# Ford 3000



## Kenny94 (Sep 26, 2017)

Hi folks,
Just beginning to repair a ford 3000 I purchased at last summer.
Serial numbers I can make out are :- B12130
4M3
B944543

Can anybody inform me as to what year that is?

Had been getting quite a wobble from the front wheels whilst driving, so first thing was to replace steering arms, new track rods and ends. Sorted most of the issue but still had a slight wobble. Got new wheel bearings for it, but my issue is I can't seem to make the hub sit properly when the seal and inner bearing go in, with just the inner seal and outer bearing it sits good. Any idea's?
Cheers


----------



## sixbales (May 18, 2011)

Howdy Kenny, welcome to the tractor forum.

Your tractor is a Ford 2000 series highway model, diesel engine, live 540 rpm PTO, 8x2 speed manual transmission (4x1 + hi/lo), mfg date December 3, 1974. Made in Basildon, UK.

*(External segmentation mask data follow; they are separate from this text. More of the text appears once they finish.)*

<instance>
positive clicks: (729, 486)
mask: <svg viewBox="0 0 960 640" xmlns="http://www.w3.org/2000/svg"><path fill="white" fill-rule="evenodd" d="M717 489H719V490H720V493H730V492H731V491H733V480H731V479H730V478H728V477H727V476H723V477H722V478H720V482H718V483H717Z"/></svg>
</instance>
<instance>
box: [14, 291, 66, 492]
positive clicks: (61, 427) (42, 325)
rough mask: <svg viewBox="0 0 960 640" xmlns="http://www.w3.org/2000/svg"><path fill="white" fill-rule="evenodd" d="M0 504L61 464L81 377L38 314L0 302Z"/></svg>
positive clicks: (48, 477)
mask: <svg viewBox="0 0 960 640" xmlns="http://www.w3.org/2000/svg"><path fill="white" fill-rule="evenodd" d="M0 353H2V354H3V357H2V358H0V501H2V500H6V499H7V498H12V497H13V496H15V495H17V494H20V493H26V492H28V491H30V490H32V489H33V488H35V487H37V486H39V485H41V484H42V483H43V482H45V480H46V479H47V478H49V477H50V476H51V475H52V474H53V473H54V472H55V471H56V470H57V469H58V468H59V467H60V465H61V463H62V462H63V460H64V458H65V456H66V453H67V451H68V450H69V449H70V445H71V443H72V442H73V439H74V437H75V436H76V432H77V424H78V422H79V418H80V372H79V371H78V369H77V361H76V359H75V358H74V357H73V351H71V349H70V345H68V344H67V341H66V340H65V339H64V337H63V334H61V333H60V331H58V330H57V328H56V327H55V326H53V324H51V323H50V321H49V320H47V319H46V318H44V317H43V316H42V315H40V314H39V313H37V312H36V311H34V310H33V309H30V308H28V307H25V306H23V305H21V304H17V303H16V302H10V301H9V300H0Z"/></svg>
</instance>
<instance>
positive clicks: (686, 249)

Changing the model from a 2000 to a 3000 is a common problem that many guys have experienced. The 2000/3000 tractors are nearly identical. One identifier of a 2000 is an open draft control spring on top of the (rear differential) center housing right behind the seat. The 3000 model has a covered spring. I wouldn't worry about it, you have a good tractor whichever it is.

Your spindle bearings and bushings may also be badly worn. See attached parts diagram.


----------



## Kenny94 (Sep 26, 2017)

Ah! That makes sense then, thanks for the info! 
Yeah just been to look at the draft spring and it is uncovered, I get most of the parts of Agriline, ordered new hub and full bearing kit. With new hub and bearing I have about 6mm of play if I pull and push the hub in and out! Am I doing something wrong?


----------



## Kenny94 (Sep 26, 2017)

Here is a couple photos of the bearing going in and what I'm left with! (Outer bearing included and nut on as tight as possible)!


----------



## sixbales (May 18, 2011)

Welcome to the world of Asian made parts. The land of "almost right", but in this case, not even close. You have the wrong bearings. I would return them and get bearings for a New Holland dealer.


----------



## Kenny94 (Sep 26, 2017)

Much appreciated for all the info! I'll get one ordered this afternoon! Will update when i have progress made progress!
Cheers.


----------